Comparison of the quantum metrics of 1-RRBCDM

Table 4 Comparison of the quantum parameters of 1-RRBCDM

The novelty of the proposed methodology is the ease of scaling for higher digits in the input operand. By using the proposed 4 × 4 binary multiplier and BESC-RDA block, higher digit (n = 4, 8, 16, 32) multipliers can be realized. As the PP compression unit plays a significant role in large multipliers, the quantum metrics of BESC-RDA are obtained for n = 4, 8, 16, which is shown in Table 5. Considering N to be the digit size, n to be the bit size, and the QC, CI, GO, and RGC of the 1-digit adder to be QC_1 = 43, CI_1 = 7, GO_1 = 15, and RGC_1 = 8, then the quantum parameters of the N-digit BESC-RDA can be obtained using Eqs. (9)–(12).
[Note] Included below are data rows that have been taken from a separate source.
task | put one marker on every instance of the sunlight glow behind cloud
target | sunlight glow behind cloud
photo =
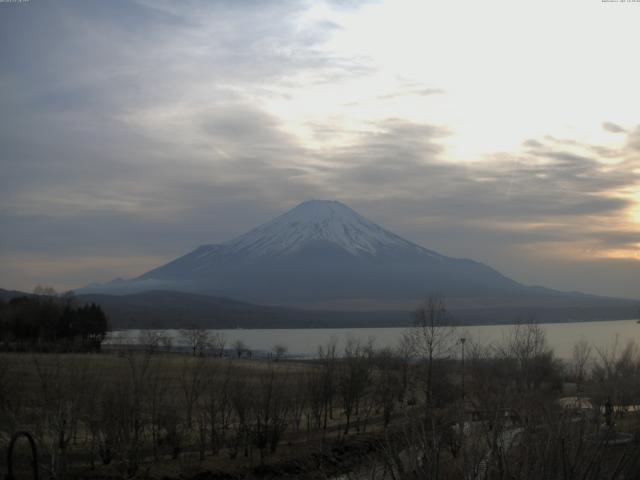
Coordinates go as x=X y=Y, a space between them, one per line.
x=502 y=131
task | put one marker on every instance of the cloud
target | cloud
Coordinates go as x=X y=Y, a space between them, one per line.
x=613 y=128
x=140 y=130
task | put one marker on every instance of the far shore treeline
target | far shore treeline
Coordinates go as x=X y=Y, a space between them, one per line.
x=46 y=320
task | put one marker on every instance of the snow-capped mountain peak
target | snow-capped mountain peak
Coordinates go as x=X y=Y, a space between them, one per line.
x=317 y=220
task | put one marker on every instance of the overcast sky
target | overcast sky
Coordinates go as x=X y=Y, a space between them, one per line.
x=506 y=132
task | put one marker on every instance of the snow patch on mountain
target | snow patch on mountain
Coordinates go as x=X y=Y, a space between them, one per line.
x=315 y=220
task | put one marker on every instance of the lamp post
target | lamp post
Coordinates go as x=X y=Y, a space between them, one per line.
x=462 y=340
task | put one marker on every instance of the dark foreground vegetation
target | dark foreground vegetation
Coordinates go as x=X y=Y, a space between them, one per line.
x=422 y=411
x=47 y=321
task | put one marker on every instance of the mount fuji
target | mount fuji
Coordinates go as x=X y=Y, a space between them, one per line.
x=321 y=253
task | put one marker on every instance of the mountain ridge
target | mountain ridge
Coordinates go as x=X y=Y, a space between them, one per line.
x=322 y=252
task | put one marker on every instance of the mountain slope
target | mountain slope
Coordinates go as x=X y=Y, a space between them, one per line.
x=319 y=253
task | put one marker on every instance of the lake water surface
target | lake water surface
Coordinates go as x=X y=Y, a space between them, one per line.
x=305 y=342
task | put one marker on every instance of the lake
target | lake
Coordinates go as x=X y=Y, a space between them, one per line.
x=304 y=342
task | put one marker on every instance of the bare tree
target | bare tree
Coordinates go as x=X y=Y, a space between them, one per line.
x=196 y=339
x=279 y=350
x=580 y=361
x=240 y=347
x=432 y=337
x=218 y=342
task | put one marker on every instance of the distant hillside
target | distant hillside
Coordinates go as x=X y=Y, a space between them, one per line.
x=322 y=253
x=171 y=309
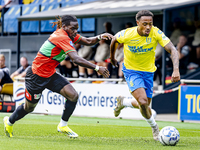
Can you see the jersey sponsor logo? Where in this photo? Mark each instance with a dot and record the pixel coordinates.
(159, 32)
(148, 40)
(139, 49)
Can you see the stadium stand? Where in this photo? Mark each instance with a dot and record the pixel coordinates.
(10, 19)
(46, 26)
(30, 26)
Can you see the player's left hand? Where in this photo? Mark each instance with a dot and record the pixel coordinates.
(104, 71)
(106, 36)
(175, 76)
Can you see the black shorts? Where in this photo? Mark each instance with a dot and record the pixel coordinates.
(35, 85)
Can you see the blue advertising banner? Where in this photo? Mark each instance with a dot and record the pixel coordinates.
(189, 102)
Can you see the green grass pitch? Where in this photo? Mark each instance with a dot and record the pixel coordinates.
(39, 132)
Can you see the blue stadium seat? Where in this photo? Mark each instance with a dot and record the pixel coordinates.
(30, 26)
(46, 26)
(10, 19)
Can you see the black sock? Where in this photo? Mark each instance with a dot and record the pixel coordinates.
(18, 114)
(100, 76)
(68, 110)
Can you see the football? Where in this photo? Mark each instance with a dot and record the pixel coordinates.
(169, 136)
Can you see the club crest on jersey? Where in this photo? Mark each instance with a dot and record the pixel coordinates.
(148, 40)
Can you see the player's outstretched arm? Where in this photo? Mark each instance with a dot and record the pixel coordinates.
(170, 48)
(84, 63)
(93, 40)
(112, 51)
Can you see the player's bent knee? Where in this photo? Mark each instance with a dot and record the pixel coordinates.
(29, 109)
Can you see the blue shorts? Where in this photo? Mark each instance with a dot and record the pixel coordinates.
(139, 79)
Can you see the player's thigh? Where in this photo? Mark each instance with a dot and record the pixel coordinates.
(140, 96)
(61, 85)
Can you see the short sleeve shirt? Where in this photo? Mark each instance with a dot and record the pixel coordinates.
(52, 52)
(139, 51)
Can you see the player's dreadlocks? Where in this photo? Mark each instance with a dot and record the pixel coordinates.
(65, 20)
(143, 13)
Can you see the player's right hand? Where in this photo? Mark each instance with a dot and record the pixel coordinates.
(114, 62)
(104, 71)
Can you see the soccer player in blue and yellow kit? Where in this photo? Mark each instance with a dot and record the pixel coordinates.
(139, 64)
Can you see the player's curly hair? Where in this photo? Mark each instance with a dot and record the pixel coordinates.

Table 5 Quantum metrics of BESC-RDA
$$ {\text{QC}}\_N\,{\text{bit}}\,{\text{ RDA}} = N*{\text{QC}}\_1 + 6\left( {n - 4} \right) $$
(9)
$$ {\text{CI}}\_N = N*{\text{CI}}\_1 + \left( {4N - 3} \right) $$
(10)
$$ {\text{GO}}\_N = N*{\text{GO}}\_1 + 2N $$
(11)
$$ {\text{RGC}}\_N = 2{\text{RGC}}\_1 + 3N $$
(12)

The quantum metrics of various higher bit-width multipliers (n = 4, 8, 16, 32) are realized using 4 × 4 RRBCDM as the basic cell and the Urdhva Tiryagbhyam Vedic algorithm, which are shown in Table 6.

Table 6 Quantum parameters of n-RRDM (n = 1, 2, 4, 8)

4.2 Performance Metrics of 1-d RRBCDM in the ASIC platform

The proposed 1-digit RRBCDM and state-of-the-art BCD designs are designed with Cadence Virtuoso Design Environment with 180-nm ASIC technology and simulated using Cadence Spectre. In simulations, parameters such as the supply voltage variation, frequency variation, and temperature variation are analyzed to determine the optimized working conditions for the multiplier.

4.3 Supply Voltage Analysis

PP compression is the critical stage in the multiplication operation, and the main functional block of the RRBCDM is the BESC-RDA unit. Hence, we constructed a plot of supply voltage against the PDP for the reversible adder, as shown in Fig. 13. Note that in Fig. 13, the PDP of the reversible adder is minimal at a supply voltage of 3 V, and hence, we used the same value for all further simulations with 180-nm ASIC technology.

Fig. 13
figure 13

Supply voltage vs PDP of BESC-RDA

4.4 Temperature Analysis

Another essential metric that designers and manufacturers have taken into consideration in ASIC implementation is the design sensitivity to temperature. Contemporarily, circuits must be able to perform as expected under different temperatures. In this regard, the proposed RRBCDM was investigated under various temperatures, ranging from − 40 °C up to 125 °C, to measure their sensitivity. Figure 14 shows the plot of the average power consumption against the temperature. Figure 14 shows that the proposed RRBCDM displays a constant behavior and high stability in terms of average power consumption versus temperature variation.

Fig. 14
figure 14

Temperature versus power analysis

4.5 Frequency Analysis

To evaluate the suitability of the proposed BCD design for high-frequency applications, we estimated the power dissipation for various frequencies, which is shown in Fig. 15. Figure 15 shows that power dissipation increases by 2%/Hz and 1%/Hz for operating frequencies below and above 3.4 GHz, respectively.

Fig. 15
figure 15

Power versus frequency analysis

4.6 Power, Area and Delay Metrics

Table 7 compares the performance parameters, viz. the area, power dissipation, worst-case propagation delay, area-delay product (ADP), and PDP of the 1-d RRBCDM and prior designs in 180-nm ASIC technology. The simulation environment adjusts to 3.2 V as the power supply and 32 mega-hertz (MHz) as the operating frequency. Note from Table 7 that the proposed design exhibits 28% and 25% power reductions and 20.5% and 13.8% area reductions compared to those of the designs of Lang and Nannarelli (2006) [13] and Vazquez et al. (2014) [21], respectively, due to the proposed BESC-RDA logic and reversible gate used that realize BCD correction and constant multiple generations, respectively, with the minimum number of gates. Proportionately, the PDP of the proposed design is reduced by 37% and 26% compared to those of the designs of Lang and Nannarelli [13] and Vazquez et al. [21], respectively. Additionally, note that area, power, and PDP scale down occur when switching from 180- to 90-nm PDK technology.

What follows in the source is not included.